The question before us Wednesday was whether the governor is serious about his plan to allow the Illinois Board of Education to take control of Chicago’s school system and allow it to file for bankruptcy, or whether it is just another bargaining maneuver intended to ratchet up pressure on city Democrats to make a deal with Rauner on his Springfield agenda.
The answer may be both.
While Rauner bears no blame for putting CPS into its current financial fix, he definitely wants to use its problems — and the corresponding need for state help — as leverage to get what he wants from the Legislature.
In fact, it’s Rauner’s best hope for success at this point, which may explain why the governor seemed to jump the gun with Wednesday’s proposal, worried that the expected Chicago school collapse isn’t happening quite fast enough to suit his political needs.
With an $875 million borrowing plan in the works, coupled with possible headway in teacher contract negotiations, CPS CEO Forrest Claypool may be able to temporarily forestall the massive teacher layoffs that would bring the crisis to a head.
That would be doubly frustrating for Rauner, who fancies himself an education expert and really would like to call the shots on remolding Chicago schools, whose problems he blames on the teachers union.
Rauner complained to reporters Wednesday that Emanuel is “ready to back down and cave in to the teachers union” in contract talks. He even dredged up his old complaint that Emanuel “caved” during the 2012 teachers strike.
The scary part is that as Chicago school finances continue to deteriorate, the city may be left with few options to keep Rauner’s nose out from under the tent.
It’s not realistic to expect legislators outside Chicago to rescue the city’s schools without some say in how it’s spent. That’s unless help is found as well for their local school districts, many of which also are struggling. I just totally disagree with Rauner’s premise that the help those local districts really need is the ability to hamstring their teachers at the bargaining table.
Claypool argues persuasively that Chicago schoolchildren are shortchanged by a state funding system that pays for the pensions of Downstate and suburban teachers but leaves the responsibility for Chicago teacher pensions to its local taxpayers.
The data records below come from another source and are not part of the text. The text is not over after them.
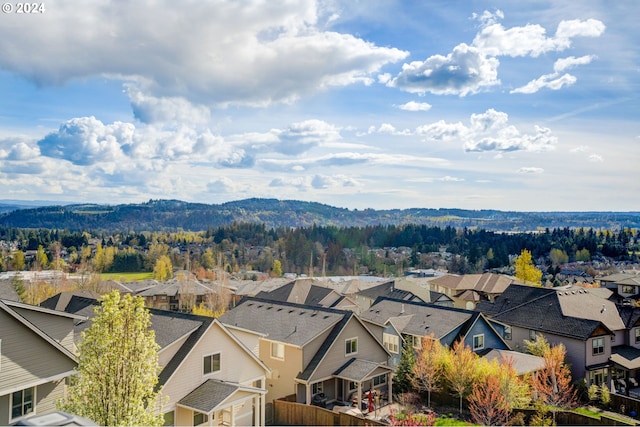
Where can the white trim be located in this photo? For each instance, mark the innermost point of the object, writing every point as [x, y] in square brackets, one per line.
[213, 371]
[345, 346]
[34, 400]
[38, 382]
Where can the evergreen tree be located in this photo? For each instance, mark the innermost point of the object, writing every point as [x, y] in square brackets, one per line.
[117, 366]
[402, 382]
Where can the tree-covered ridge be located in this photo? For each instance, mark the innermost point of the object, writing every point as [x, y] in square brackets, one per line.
[170, 215]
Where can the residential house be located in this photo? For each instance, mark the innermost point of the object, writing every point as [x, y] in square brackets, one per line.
[208, 375]
[308, 292]
[366, 297]
[181, 294]
[625, 286]
[395, 321]
[320, 355]
[587, 325]
[468, 290]
[36, 357]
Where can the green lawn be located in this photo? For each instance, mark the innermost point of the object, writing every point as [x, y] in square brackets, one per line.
[127, 277]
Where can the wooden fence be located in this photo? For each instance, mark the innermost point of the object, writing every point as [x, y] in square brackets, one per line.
[299, 414]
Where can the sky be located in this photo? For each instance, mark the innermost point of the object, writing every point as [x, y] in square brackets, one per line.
[508, 105]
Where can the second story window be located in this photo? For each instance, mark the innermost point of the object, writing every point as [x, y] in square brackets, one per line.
[351, 346]
[211, 363]
[478, 342]
[277, 350]
[507, 332]
[598, 346]
[391, 342]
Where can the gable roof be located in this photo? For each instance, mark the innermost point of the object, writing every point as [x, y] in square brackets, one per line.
[555, 311]
[290, 323]
[388, 289]
[303, 292]
[211, 395]
[417, 319]
[5, 306]
[169, 327]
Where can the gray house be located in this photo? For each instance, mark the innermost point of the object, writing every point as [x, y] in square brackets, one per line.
[36, 356]
[397, 321]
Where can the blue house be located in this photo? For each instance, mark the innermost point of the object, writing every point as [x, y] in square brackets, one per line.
[396, 321]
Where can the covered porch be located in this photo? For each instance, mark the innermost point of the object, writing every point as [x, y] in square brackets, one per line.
[220, 403]
[350, 386]
[625, 370]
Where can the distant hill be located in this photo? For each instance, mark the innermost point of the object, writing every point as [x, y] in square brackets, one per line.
[176, 215]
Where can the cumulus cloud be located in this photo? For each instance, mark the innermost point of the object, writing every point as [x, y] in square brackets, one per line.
[87, 141]
[555, 81]
[532, 40]
[302, 136]
[464, 71]
[415, 106]
[531, 170]
[470, 69]
[490, 131]
[246, 52]
[150, 109]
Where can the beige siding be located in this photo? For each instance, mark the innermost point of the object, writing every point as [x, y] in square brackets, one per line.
[168, 352]
[235, 365]
[58, 327]
[27, 357]
[283, 371]
[368, 349]
[249, 339]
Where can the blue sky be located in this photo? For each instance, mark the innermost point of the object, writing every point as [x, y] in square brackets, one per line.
[526, 106]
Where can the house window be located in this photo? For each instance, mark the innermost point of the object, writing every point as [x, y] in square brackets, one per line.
[379, 380]
[627, 289]
[199, 418]
[277, 350]
[478, 342]
[351, 346]
[391, 342]
[211, 363]
[507, 332]
[598, 346]
[22, 402]
[169, 418]
[316, 388]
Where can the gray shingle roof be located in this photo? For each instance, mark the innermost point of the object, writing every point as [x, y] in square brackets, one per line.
[419, 318]
[540, 309]
[208, 395]
[294, 324]
[358, 369]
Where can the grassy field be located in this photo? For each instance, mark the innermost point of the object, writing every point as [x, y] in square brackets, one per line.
[127, 277]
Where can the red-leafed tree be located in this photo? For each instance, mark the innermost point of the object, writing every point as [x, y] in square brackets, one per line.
[487, 403]
[552, 384]
[428, 367]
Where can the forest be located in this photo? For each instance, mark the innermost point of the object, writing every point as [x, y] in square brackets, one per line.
[330, 250]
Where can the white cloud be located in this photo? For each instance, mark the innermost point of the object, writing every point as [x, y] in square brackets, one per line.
[243, 52]
[531, 170]
[563, 64]
[531, 40]
[490, 131]
[464, 71]
[554, 81]
[415, 106]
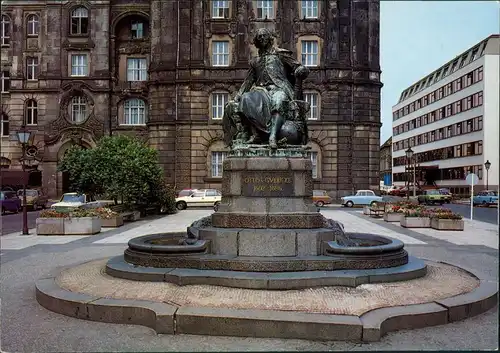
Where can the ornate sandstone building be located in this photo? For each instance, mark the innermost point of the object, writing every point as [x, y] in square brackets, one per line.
[74, 71]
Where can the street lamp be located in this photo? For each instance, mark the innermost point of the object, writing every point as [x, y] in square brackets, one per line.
[487, 165]
[409, 156]
[23, 136]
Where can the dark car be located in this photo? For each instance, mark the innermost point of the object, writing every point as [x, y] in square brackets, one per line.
[9, 202]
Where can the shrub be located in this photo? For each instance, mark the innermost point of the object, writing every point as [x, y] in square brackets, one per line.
[105, 213]
[53, 214]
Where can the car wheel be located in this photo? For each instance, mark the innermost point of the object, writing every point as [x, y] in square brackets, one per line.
[181, 205]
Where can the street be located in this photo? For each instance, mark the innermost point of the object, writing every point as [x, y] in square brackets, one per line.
[12, 223]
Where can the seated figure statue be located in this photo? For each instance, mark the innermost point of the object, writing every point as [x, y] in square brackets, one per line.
[269, 107]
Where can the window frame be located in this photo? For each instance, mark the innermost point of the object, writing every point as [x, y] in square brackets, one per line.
[305, 54]
[138, 71]
[31, 112]
[80, 21]
[128, 112]
[216, 166]
[32, 25]
[5, 30]
[82, 102]
[215, 109]
[74, 68]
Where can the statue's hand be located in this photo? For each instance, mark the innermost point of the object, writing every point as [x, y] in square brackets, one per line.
[301, 72]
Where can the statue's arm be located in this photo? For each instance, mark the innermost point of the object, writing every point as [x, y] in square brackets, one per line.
[249, 80]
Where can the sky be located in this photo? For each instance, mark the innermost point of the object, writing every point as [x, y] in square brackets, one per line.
[418, 37]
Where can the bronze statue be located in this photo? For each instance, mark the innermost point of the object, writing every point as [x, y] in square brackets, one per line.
[269, 107]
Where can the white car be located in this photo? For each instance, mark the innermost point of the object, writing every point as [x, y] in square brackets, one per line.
[200, 198]
[73, 200]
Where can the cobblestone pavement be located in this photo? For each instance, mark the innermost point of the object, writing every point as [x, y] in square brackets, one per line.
[27, 327]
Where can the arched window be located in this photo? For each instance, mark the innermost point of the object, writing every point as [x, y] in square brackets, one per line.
[5, 30]
[78, 109]
[80, 21]
[5, 125]
[31, 112]
[134, 112]
[33, 25]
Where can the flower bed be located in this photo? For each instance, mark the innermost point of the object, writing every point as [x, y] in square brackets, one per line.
[447, 221]
[416, 218]
[109, 218]
[77, 222]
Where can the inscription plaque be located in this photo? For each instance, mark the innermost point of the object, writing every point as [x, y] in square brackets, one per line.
[267, 184]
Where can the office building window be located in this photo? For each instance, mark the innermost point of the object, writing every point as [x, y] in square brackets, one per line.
[137, 69]
[217, 162]
[310, 53]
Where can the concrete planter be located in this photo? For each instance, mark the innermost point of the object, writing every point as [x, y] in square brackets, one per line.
[82, 225]
[393, 217]
[415, 222]
[447, 224]
[112, 222]
[50, 226]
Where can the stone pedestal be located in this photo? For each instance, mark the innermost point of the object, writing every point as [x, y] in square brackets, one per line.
[268, 189]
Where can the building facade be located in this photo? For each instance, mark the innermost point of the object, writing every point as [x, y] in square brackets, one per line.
[386, 163]
[74, 71]
[450, 119]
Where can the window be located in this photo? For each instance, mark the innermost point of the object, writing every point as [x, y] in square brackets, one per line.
[136, 69]
[220, 53]
[5, 30]
[5, 125]
[313, 99]
[134, 112]
[79, 21]
[314, 162]
[310, 53]
[310, 8]
[265, 9]
[220, 8]
[78, 109]
[137, 30]
[219, 100]
[217, 160]
[32, 68]
[79, 65]
[5, 82]
[33, 25]
[31, 113]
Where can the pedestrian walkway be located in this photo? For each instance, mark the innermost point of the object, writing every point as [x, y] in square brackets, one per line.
[169, 224]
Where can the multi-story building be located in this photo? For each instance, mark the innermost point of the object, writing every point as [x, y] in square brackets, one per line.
[386, 163]
[450, 119]
[74, 71]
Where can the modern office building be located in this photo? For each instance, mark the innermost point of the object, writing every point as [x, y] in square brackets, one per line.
[450, 119]
[73, 71]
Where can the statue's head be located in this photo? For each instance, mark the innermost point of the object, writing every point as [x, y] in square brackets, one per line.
[263, 38]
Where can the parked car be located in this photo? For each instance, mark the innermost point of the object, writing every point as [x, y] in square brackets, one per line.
[432, 196]
[199, 198]
[73, 200]
[486, 198]
[362, 197]
[321, 198]
[34, 199]
[9, 202]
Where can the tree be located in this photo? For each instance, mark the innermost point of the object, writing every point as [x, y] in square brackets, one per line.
[123, 167]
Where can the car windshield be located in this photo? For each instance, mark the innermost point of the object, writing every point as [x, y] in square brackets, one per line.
[73, 198]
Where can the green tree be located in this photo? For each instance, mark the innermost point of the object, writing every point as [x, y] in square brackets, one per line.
[124, 168]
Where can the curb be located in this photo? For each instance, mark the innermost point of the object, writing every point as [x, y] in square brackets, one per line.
[170, 319]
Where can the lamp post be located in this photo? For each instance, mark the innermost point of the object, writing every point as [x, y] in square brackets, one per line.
[487, 165]
[23, 137]
[409, 156]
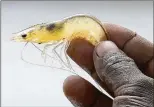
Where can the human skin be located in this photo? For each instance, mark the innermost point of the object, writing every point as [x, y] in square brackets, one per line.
[133, 45]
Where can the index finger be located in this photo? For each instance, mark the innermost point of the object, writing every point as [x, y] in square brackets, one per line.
[135, 46]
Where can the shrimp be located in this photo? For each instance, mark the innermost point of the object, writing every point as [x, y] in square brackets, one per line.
[63, 32]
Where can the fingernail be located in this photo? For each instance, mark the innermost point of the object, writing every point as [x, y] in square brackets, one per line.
[104, 47]
[74, 102]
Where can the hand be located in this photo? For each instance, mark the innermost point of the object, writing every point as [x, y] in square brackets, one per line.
[123, 67]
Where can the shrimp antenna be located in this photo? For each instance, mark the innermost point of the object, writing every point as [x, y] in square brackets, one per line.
[38, 64]
[29, 27]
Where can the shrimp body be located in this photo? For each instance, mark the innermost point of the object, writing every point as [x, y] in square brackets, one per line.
[79, 26]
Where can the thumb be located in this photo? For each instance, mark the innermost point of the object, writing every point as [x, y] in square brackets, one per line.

As Republicans keep pointing out, this arrangement is not new. But its effects have become untenable under the current reality of unwise pension promises of the past coming home to roost for both the state and city. It’s the catchup payment coming due for past pension obligations that has exacerbated the CPS funding situation.
The result is that when all school-related funding from the state is added together, including categories where CPS indeed gets preferential treatment, its students still end up on the short end of the stick.
Teacher pensions are as much a part of the cost of educating our children as teacher salaries, an inconvenient truth for Republicans at this time.
In an odd reversal, the governor also said he now supports an elected school board for Chicago to take over governing the schools after his “independent authority” finishes its work. In the past, Rauner said Chicago should be allowed to keep its mayoral-appointed board.
Of course, Rauner clarified that teachers unions would be limited in making campaign contributions to school board candidates, naturally making it easier for him and his rich friends to elect their preferred candidates.
As soon as Rauner drops his union fixation, it might be possible for him to finally get something accomplished.